Christmas Bells

Christmas Bells
Christmas Bells - Blandfordia nobilis

Saturday, August 04, 2012

Camellias coming through for Spring

Camellias, some of my favourite shrubs, are a mixed bunch.
The earliest flowering group are the "Sasanquas". They start to flower here (in Robertson) in late autumn. In Sydney they flower earlier.
I grow many Williamsii hybrid Camellias, because I like the colour range they give, and also their flowers are not so heavy as the traditional fully double forms my parents grew. Apart from anything, the Williamsii hybrids are less prone to "balling" (where the flowers do not open properly)

Here are just a few "snaps" of some of my Camellias.

Camellia saluensis - one of the parents of the Williamsii hybrids

Typical of this group the flowers fall cleanly on the ground
That leaves this delightful effect
and it keeps the plants "clean" of dead flowers.
The Bowerbirds are happy to eat the fallen flowers

Unfortunately I am not sure of the name of this one.
But what a delightful fresh flower.
These open flowers yield nectar, which keeps the
Brush Wattlebirds and Lewin's Honeyeaters happy.
In turn they pollinate the flowers, giving me chance seedlings.
Bowen Bryant - a lovely fresh pink Williamsii hybrid

"Donation" a prolific flowering Williamsii Hybrid

Camellia Dona Herzilia de Freitas Magalhaes
The hardest name to remember
and even worse to spell.
This particular variety is popular here,

as its flowers go purple as they age,
on our red basalt soil.
This one is yet to change.

There are many more Camellias yet to flower.
I will show more later on in the season.


Flabmeister said...


I am always intrigued about the source of names of things.

I have tried Dr Google on the name of the Spanish lady commemorated by the final specimen to try to find who she was and if possible why her name was used.

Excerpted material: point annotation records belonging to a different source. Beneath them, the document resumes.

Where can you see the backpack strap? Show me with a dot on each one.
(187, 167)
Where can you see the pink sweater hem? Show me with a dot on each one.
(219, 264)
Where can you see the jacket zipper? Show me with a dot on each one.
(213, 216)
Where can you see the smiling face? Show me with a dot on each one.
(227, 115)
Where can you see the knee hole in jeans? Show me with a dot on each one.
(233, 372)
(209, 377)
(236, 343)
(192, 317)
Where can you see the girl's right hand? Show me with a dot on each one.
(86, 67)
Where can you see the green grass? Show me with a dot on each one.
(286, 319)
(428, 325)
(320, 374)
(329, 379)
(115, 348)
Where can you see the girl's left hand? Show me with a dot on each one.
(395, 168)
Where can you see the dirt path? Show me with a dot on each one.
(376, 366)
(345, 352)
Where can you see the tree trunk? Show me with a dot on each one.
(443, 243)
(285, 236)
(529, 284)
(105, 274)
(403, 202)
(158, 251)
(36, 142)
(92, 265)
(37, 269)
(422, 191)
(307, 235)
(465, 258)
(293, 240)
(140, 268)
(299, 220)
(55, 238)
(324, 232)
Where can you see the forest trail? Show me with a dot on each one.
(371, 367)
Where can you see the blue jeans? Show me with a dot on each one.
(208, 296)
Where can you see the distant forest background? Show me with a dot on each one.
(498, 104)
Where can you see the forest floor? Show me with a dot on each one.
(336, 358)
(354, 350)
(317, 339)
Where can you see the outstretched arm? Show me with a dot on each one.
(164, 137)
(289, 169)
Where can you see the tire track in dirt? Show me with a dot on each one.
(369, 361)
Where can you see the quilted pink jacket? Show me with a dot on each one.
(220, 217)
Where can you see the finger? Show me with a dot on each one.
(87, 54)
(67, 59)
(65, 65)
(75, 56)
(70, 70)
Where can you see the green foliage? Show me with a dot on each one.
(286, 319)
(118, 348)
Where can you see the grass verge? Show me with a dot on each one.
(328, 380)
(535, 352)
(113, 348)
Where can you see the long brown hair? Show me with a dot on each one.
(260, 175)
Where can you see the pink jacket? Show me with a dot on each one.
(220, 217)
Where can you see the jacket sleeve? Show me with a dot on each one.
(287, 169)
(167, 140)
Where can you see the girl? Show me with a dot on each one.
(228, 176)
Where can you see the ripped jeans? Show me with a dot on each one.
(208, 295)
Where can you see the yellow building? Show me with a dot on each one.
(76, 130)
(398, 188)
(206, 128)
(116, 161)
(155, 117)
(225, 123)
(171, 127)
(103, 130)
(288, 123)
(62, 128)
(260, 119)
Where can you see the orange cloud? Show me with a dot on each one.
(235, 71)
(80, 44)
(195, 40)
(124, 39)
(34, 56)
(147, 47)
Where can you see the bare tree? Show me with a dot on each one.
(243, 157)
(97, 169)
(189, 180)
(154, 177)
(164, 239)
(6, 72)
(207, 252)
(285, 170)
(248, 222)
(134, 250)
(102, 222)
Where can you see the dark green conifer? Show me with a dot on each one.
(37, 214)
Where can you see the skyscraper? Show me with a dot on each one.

I have failed completely to get anything helpful. (I don't see a list of sites offering to sell me the variety as 'helpful')

Any ideas?


Denis Wilson said...

Hi Martin
It is a Portuguese named variety (from 1949 as I remember).
Its name comes from a descendant of the explorer Magellan.
I do not know if she was a famous beauty or patron of the arts, or whatever.
There is a famous psychologist with the same last two names. He has written extensively on body language of "smiles". He is much younger than this lady. Maybe a son? Little recorded in English sources that I can find.
It is a popular Camellia, especially in acidic soils (which is what triggers the colour change for which it is famous).
In Sydney soils it is a fairly boring red colour.